As we close out the first quarter of 2025, we continue to feel enthusiastic about the prospects for the secondary private share market. While there have been some notable recent VC-backed IPO announcements, the IPO market has not come “roaring back, as some had predicted. The theme of companies remaining private for longer remains intact, and secondary market liquidity is becoming more important for both investors and employees.
Highlights:
- During 2023 and 2024, our NPM Private Market Tracker, which tracks the estimated average price performance of the 170 names we follow closely in our internal Tape D data, indicates that the secondary private company share market underperformed the S&P500 by 61%.
- In 2024, total proceeds raised through secondary price tender offers exceeded VC-backed IPO volume.
- Valuations are recovering.
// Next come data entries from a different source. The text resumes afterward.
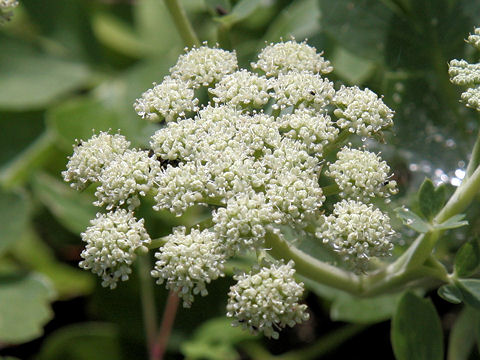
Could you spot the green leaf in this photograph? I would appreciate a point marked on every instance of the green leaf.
(412, 220)
(215, 340)
(118, 35)
(14, 214)
(454, 222)
(301, 19)
(73, 209)
(242, 10)
(24, 306)
(87, 341)
(450, 293)
(68, 281)
(32, 81)
(431, 199)
(364, 311)
(360, 26)
(470, 289)
(78, 119)
(416, 330)
(462, 335)
(467, 259)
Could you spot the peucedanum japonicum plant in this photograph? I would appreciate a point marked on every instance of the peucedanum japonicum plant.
(272, 149)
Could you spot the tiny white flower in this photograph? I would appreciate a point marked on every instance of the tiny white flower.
(187, 262)
(267, 300)
(90, 157)
(361, 111)
(361, 175)
(357, 232)
(288, 56)
(112, 241)
(204, 66)
(166, 101)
In Q4 2024, 24% of secondary share volume facilitated by NPM company-structured liquidity programs priced at a premium to the last preferred round vs. 0% in Q4 2023.
- Volumes are growing. Across 2024, there was an 83% YOY increase in the number of private company auction programs facilitated by NPM.
- Funding cost expectations have moderated slightly, with the one year forward expected 10-year US Treasury yield falling to 4.3% currently from 4.7% at YE2024 (Source: Bloomberg). Lower rates have historically been beneficial for private markets.